It sounds like inverted logic -- which, in a sense, it is -- but there's no paradox involved.
It was a perfectly orderly and explicable event, even though it could only have happened to a
Castellare.
Odd fish, the Castellare brothers. Sons of a Scots-Englishwoman and an expatriate Italian,
born in England, educated on the Continent, they were at ease anywhere in the world and at home
nowhere.
Nevertheless, in their middle years, they had become settled men. Expatriates like their
father, they lived on the island of Ischia, off the Neapolitan coast, in a palace -- quattrocento,
very fine, with peeling cupids on the walls, a multitude of rats, no central heating and no
neighbors.
They went nowhere, no one except their agents and their lawyers came to them. Neither had
ever married. Each, at about the age of thirty, had given up the world of people for an inner
world of more precise and more enduring pleasures. Each was an amateur -- a fanatical, compulsive
amateur.
They had been born out of their time.
Peter's passion was virtu. He collected relentlessly, it would not be too much to say
savagely; he collected as some men hunt big game. His taste was catholic, and his acquisitions
filled the huge rooms of the palace and half the vaults under them -- paintings, statuary,
enamels, porcelain, glass, crystal, metalwork. At fifty, he was a round little man with small,
sardonic eyes and a careless patch of pinkish goatee.
Harold Castellare, Peter's talented brother, was a scientist. An amateur scientist. He
belonged in the nineteenth century, as Peter was a throwback to a still earlier epoch. Modern
science is largely a matter of teamwork and drudgery, both impossible concepts to a Castellare.
But Harold's intelligence was in its own way as penetrating and original as a Newton's or a
Franklin's. He had done respectable work in physics and electronics, and had even, at his lawyer's
insistence, taken out a few patents. The income from these, when his own purchases of instruments
and equipment did not consume it, he gave to his brother, who accepted it without gratitude or
rancor.
Harold, at fifty-three, was spare and shrunken, sallow and spotted, with a bloodless,
melancholy countenance; on his upper lip grew a neat hedge of pink-and-salt mustache, the
companion piece and antithesis of his brother's goatee.

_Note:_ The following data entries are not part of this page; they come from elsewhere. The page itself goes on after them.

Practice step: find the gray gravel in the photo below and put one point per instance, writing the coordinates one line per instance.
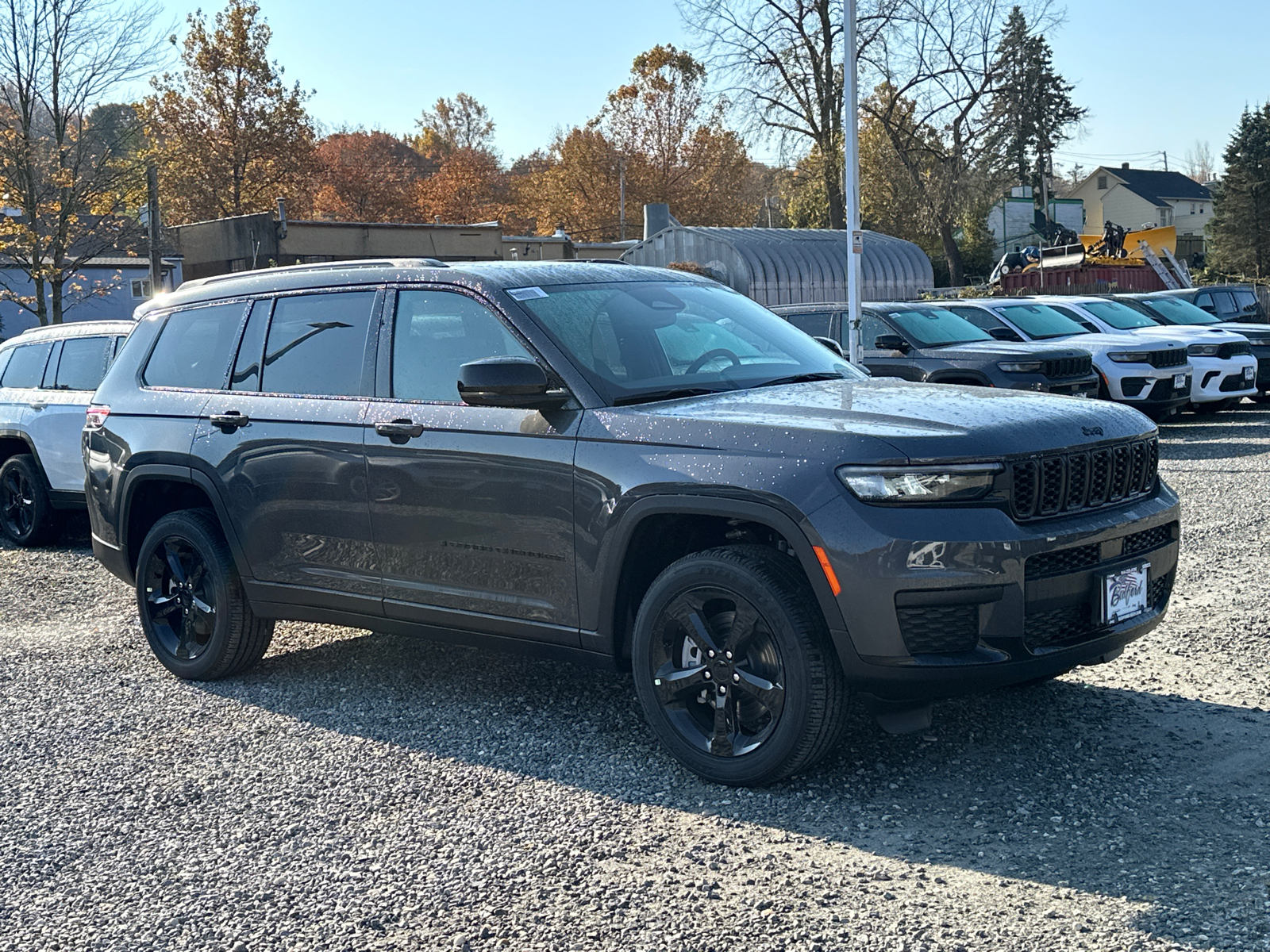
(370, 793)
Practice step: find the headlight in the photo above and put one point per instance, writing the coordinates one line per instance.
(1020, 366)
(918, 484)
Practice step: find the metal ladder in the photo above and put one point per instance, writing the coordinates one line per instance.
(1180, 267)
(1153, 260)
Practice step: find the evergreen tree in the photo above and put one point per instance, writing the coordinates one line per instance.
(1240, 228)
(1032, 105)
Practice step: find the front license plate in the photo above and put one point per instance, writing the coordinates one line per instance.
(1124, 593)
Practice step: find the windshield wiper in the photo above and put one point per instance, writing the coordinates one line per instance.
(800, 378)
(656, 395)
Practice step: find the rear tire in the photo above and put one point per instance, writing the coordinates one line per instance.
(194, 609)
(734, 666)
(27, 516)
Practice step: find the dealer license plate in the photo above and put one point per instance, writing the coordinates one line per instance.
(1124, 593)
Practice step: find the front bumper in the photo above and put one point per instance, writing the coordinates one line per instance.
(945, 602)
(1222, 380)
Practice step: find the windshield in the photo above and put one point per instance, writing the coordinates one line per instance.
(1119, 317)
(933, 327)
(1174, 310)
(651, 340)
(1039, 321)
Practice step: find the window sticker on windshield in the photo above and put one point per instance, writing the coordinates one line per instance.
(526, 294)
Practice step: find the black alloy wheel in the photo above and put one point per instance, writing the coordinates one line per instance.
(181, 598)
(734, 666)
(194, 609)
(718, 672)
(27, 516)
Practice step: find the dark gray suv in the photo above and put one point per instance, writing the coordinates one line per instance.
(618, 465)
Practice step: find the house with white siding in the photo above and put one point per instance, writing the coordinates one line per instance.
(1136, 197)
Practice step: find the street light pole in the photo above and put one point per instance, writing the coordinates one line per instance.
(851, 175)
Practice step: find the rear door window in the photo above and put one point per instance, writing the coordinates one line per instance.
(83, 363)
(194, 347)
(438, 332)
(317, 344)
(27, 366)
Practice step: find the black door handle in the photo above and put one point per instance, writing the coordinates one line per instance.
(229, 420)
(399, 431)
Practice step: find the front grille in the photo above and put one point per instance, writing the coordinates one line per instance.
(1071, 625)
(939, 630)
(1149, 539)
(1064, 560)
(1068, 367)
(1174, 357)
(1068, 482)
(1235, 349)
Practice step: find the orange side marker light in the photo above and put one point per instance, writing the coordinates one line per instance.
(829, 570)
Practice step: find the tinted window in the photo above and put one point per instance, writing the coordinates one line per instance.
(27, 366)
(194, 349)
(1119, 317)
(1041, 321)
(317, 344)
(84, 362)
(436, 333)
(814, 324)
(933, 327)
(247, 366)
(638, 340)
(1174, 310)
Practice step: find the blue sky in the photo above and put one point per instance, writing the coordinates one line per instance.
(1178, 71)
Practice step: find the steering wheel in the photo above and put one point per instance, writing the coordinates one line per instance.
(710, 355)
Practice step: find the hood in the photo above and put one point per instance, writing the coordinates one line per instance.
(876, 420)
(1041, 351)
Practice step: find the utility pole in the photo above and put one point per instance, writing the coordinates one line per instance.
(622, 198)
(851, 175)
(152, 228)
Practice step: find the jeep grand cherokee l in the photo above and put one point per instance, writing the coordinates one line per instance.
(620, 465)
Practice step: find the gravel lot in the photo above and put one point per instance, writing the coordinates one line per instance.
(370, 793)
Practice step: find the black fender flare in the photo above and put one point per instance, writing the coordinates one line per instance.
(793, 527)
(152, 473)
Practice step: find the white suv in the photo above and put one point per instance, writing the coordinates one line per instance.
(1226, 371)
(48, 378)
(1149, 374)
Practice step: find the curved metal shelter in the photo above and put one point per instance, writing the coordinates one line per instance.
(791, 266)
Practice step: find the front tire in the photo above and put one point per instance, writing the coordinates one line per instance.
(27, 514)
(194, 609)
(734, 668)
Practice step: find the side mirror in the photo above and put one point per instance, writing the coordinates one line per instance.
(1003, 334)
(891, 342)
(833, 346)
(507, 381)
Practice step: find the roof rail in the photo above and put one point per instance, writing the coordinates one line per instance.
(330, 266)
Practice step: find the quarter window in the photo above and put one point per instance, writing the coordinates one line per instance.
(27, 366)
(194, 347)
(438, 332)
(317, 344)
(83, 363)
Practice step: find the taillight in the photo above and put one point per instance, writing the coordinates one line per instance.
(95, 416)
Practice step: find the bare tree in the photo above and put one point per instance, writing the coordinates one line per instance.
(60, 160)
(1199, 162)
(781, 65)
(935, 67)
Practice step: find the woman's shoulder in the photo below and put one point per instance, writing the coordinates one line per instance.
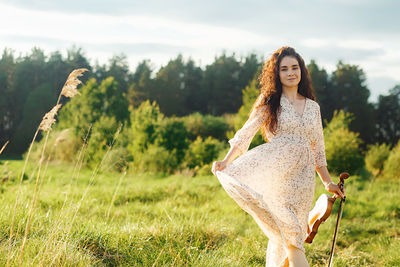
(313, 103)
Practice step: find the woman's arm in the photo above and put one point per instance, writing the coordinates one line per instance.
(327, 181)
(324, 175)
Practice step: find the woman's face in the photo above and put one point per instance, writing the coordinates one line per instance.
(289, 72)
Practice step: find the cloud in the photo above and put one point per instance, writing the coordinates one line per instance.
(358, 32)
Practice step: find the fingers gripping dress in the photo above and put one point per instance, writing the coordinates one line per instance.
(274, 182)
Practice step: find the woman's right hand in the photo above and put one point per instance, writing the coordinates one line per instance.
(218, 166)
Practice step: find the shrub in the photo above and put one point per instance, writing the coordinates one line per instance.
(101, 138)
(202, 152)
(145, 121)
(342, 145)
(173, 136)
(376, 157)
(61, 146)
(392, 164)
(205, 125)
(155, 159)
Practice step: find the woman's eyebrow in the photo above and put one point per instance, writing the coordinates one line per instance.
(294, 65)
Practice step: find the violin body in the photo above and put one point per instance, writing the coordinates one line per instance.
(322, 210)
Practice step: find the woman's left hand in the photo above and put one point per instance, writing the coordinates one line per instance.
(334, 188)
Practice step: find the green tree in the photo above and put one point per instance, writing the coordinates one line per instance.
(7, 70)
(350, 93)
(388, 117)
(391, 167)
(322, 89)
(170, 88)
(375, 157)
(342, 146)
(145, 121)
(96, 101)
(221, 85)
(250, 94)
(141, 87)
(173, 136)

On a certain May morning, Harold had an accident.
Goodyear dropped rubber on a hot stove; Archimedes took a bath; Becquerel left a piece of
uranium ore in a drawer with a photographic plate. Harold Castallare, working patiently with an
apparatus which had so far consumed a great deal of current without producing anything more
spectacular than some rather unusual corona effects, sneezed convulsively and dropped an ordinary
bar magnet across two charged terminals.
Above the apparatus a huge, cloudy bubble sprang into being.
Harold, getting up from his instinctive crouch, blinked at it in profound astonishment. As he
watched, the cloudiness abruptly disappeared and he was looking through the bubble at a section of
tesselated flooring that seemed to be about three feet above the real floor. He could also see the
corner of a carved wooden bench, and on the bench a small, oddly shaped stringed instrument.
Harold swore fervently to himself, made agitated notes, and then began to experiment. He
tested the sphere cautiously with an electroscope, with a magnet, with a Geiger counter. Negative.
He tore a tiny bit of paper from his notepad and dropped it toward the sphere. The paper
disappeared; he couldn't see where it went.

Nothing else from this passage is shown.